Hello,
I have a long list of splice variants (ENSTxxx.y) from a DESeq2 experiment that I want to convert to the "clone_based_ensembl_transcript" and "clone_based_ensembl_gene" list.
I used biomaRt v2.34.2 to test 3 transcripts in the list to make sure it works before converting the entire list:
mart <- useMart(biomart = "ensembl", dataset = "hsapiens_gene_ensembl")

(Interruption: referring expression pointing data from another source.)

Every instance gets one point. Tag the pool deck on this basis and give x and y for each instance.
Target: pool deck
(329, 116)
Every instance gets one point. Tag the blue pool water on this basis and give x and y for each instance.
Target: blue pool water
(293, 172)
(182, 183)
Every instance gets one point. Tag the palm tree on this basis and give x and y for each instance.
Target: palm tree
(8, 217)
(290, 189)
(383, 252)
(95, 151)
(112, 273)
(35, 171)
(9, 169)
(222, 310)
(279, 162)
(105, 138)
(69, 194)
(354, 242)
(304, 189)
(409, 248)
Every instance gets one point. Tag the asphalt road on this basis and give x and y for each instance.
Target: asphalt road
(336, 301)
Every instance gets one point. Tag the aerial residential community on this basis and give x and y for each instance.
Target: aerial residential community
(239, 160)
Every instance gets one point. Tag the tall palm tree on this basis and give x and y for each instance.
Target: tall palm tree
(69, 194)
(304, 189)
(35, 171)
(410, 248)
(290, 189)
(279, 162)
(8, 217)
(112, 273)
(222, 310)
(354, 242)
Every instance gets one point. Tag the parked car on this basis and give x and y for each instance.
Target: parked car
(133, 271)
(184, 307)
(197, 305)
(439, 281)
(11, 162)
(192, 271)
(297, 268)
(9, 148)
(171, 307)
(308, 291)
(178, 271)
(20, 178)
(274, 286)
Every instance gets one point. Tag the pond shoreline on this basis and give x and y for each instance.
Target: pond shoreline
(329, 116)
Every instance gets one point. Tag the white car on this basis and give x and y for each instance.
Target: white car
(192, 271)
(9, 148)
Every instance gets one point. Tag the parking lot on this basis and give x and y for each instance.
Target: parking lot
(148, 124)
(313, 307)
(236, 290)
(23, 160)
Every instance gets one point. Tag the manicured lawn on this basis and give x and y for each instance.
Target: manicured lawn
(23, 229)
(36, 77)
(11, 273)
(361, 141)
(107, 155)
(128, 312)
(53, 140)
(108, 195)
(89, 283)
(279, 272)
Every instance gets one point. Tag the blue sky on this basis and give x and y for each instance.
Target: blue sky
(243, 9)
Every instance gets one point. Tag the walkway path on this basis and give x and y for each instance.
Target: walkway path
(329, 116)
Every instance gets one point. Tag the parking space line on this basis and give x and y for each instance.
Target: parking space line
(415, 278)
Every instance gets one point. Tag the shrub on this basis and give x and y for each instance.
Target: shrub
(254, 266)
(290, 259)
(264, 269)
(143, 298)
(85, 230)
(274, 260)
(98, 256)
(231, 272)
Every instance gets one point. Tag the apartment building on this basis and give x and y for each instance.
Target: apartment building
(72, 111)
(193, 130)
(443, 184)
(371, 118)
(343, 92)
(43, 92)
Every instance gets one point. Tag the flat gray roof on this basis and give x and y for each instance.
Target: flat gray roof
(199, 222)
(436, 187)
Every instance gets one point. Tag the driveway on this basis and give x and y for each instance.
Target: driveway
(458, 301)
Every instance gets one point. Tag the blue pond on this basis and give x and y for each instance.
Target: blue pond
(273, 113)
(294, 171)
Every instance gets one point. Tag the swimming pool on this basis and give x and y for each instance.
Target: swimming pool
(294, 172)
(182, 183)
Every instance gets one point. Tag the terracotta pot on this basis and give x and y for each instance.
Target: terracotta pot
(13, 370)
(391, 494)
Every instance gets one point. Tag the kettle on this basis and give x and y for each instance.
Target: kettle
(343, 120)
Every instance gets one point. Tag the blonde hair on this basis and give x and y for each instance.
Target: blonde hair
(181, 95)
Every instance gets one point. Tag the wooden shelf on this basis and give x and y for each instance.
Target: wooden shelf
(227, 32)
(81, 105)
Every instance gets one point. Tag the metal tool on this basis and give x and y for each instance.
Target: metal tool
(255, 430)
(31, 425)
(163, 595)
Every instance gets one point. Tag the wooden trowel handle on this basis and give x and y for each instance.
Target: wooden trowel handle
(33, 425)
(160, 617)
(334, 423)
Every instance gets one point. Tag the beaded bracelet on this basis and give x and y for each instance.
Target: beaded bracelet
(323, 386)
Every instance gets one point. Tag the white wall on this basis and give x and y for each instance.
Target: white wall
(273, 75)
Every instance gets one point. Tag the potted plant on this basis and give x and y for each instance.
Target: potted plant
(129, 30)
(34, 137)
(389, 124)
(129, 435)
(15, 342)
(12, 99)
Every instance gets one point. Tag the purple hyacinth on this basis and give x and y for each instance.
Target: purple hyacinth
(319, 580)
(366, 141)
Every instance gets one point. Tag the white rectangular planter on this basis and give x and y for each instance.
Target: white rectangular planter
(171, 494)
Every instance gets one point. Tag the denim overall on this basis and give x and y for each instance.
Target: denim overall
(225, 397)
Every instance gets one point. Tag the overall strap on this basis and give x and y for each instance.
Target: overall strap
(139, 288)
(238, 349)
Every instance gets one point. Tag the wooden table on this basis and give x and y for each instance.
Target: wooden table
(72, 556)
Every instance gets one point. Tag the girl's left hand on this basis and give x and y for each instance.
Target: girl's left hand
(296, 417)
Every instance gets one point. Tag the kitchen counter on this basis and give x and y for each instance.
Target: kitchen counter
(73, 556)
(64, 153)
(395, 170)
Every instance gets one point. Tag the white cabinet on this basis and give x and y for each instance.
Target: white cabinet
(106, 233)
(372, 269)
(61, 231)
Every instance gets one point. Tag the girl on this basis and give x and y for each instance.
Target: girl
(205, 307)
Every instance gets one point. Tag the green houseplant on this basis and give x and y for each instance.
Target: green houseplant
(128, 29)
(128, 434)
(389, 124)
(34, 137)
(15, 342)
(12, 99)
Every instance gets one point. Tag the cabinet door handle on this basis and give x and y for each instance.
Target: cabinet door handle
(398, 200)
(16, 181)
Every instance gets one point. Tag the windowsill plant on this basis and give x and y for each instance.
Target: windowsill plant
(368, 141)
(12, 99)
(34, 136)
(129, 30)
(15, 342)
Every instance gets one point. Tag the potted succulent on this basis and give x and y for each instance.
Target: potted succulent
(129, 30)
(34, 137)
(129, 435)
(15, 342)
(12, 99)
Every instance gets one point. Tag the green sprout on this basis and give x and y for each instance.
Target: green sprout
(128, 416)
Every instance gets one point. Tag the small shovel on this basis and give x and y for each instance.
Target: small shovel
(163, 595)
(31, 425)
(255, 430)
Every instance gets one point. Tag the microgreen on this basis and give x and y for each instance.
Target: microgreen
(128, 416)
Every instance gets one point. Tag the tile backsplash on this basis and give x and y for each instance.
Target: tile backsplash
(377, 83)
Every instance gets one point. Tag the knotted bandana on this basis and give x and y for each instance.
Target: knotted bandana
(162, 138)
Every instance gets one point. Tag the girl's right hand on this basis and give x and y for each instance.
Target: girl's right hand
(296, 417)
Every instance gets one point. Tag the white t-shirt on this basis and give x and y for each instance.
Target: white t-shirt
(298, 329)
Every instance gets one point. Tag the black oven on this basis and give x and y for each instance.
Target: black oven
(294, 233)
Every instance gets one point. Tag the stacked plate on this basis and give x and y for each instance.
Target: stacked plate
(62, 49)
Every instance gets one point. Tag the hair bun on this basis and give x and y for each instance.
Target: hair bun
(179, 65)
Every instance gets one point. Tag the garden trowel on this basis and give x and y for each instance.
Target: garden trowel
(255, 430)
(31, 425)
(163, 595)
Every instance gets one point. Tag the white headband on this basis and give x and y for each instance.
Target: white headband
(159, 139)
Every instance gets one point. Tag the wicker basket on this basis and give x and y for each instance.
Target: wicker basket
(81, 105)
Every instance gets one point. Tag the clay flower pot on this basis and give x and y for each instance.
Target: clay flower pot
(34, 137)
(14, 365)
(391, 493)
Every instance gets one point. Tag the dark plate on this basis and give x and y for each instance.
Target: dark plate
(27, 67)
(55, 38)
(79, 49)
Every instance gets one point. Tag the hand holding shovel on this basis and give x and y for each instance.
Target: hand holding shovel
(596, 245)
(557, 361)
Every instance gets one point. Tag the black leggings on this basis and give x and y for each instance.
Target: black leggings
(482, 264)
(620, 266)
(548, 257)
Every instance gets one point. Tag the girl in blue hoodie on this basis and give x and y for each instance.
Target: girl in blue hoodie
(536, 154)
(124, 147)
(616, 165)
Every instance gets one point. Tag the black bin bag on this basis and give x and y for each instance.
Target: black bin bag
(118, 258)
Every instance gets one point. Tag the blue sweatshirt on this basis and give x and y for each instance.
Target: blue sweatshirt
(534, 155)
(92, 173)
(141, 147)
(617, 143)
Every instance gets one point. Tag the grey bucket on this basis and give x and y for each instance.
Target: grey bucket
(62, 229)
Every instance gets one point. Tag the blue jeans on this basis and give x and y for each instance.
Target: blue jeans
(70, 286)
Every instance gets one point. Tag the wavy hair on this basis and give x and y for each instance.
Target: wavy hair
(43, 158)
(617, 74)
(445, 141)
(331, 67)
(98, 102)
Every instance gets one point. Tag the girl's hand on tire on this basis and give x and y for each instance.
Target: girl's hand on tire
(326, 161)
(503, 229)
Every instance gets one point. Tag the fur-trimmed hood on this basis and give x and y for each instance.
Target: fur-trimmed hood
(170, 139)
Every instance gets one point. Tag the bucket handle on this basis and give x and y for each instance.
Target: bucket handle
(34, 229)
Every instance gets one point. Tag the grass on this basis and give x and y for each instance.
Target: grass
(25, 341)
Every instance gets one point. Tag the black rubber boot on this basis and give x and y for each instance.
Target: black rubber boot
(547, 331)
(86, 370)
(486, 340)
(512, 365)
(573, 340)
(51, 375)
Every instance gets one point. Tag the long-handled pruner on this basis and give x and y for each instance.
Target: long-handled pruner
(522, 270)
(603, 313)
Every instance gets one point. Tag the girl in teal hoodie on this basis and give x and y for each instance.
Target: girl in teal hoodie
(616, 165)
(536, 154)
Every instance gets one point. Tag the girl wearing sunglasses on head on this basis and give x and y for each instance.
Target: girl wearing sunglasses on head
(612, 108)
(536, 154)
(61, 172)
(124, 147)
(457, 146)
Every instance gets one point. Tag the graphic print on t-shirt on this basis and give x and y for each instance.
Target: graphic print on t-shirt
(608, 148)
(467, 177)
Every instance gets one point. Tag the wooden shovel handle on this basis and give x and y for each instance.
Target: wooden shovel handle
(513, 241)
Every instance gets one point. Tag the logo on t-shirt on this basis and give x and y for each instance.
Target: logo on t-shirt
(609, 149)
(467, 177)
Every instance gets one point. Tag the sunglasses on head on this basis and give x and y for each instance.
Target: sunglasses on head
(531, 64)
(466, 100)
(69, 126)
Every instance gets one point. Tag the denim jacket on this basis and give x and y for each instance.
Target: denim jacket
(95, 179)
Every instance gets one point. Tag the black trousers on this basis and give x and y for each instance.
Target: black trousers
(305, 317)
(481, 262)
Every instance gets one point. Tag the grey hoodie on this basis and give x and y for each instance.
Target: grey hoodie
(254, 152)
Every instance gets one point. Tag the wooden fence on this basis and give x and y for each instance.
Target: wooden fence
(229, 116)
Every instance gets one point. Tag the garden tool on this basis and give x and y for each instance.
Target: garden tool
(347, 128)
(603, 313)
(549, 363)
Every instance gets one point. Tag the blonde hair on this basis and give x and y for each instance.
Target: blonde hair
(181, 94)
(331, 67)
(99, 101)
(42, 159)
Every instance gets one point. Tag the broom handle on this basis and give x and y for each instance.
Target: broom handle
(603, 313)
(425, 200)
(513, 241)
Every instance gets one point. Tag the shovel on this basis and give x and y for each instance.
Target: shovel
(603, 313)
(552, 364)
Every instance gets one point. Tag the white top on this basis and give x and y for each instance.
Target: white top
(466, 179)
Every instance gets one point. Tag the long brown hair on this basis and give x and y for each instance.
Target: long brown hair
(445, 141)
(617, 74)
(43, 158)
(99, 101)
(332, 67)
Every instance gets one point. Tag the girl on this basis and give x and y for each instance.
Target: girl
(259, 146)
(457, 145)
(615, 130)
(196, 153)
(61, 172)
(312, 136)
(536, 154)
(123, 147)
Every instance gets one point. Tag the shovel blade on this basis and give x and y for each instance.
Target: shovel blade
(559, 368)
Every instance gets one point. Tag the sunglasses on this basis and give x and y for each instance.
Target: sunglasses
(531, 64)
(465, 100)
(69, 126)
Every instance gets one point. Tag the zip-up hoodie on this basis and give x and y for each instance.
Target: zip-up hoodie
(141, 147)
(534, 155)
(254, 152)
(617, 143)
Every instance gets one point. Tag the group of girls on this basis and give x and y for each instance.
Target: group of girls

getBM(attributes=c('ensembl_transcript_id', 'ensembl_gene_id',
'clone_based_ensembl_transcript', 'clone_based_ensembl_gene'),
filters = 'ensembl_transcript_id',
values = c('ENST00000416008.1', 'ENST00000473913.1','ENST00000598996.2'),
mart = mart)
This returned no conversion:
[1] ensembl_transcript_id ensembl_gene_id
[3] clone_based_ensembl_transcript clone_based_ensembl_gene
<0 rows> (or 0-length row.names)
So, I checked the Ensembl Human GRCh38.p10 (which is used by biomaRt as the dataset = "hsapiens_gene_ensembl" in the 1st code line), and all 3 splice variants have "clone_based_ensembl_transcript" and "clone_based_ensembl_gene" :
splice variants cloned based ensembl transcript clone_based_ensembl_gene
ENST00000416008.1 AC068535.1-201 AC068535.1
ENST00000473913.1 AC009108.1-201 AC009108.1
ENST00000598996.2 FENDRR-205 FENDRR
Then, I removed the ".y" from the splice variant IDs and re-ran the code:
getBM(attributes=c('ensembl_transcript_id', 'ensembl_gene_id',
'clone_based_ensembl_transcript', 'clone_based_ensembl_gene'),
filters = 'ensembl_transcript_id',
values = c('ENST00000416008', 'ENST00000473913','ENST00000598996'),
mart = mart)
This time, biomaRt returned the ensembl transcripts and ensembl genes for only the first 2 splice variants:
ensembl_transcript_id ensembl_gene_id clone_based_ensembl_transcript
1 ENST00000416008 ENSG00000227157 AC068535.1-201
2 ENST00000473913 ENSG00000243697 AC009108.1-201
3 ENST00000598996 ENSG00000268388
clone_based_ensembl_gene
1 AC068535.1
2 AC009108.1
3
Is this because I do not use the correct filter ("ensembl_transcript_id") for the input splice variants? If so, which filter is correct? Why is the 3rd splice variant (ENST00000598996.2) not converted even in the correct ensembl_transcript_id format (ENST00000598996)
Many thanks for helping shed lights on these problems!
Please ask this as a new question. Thanks!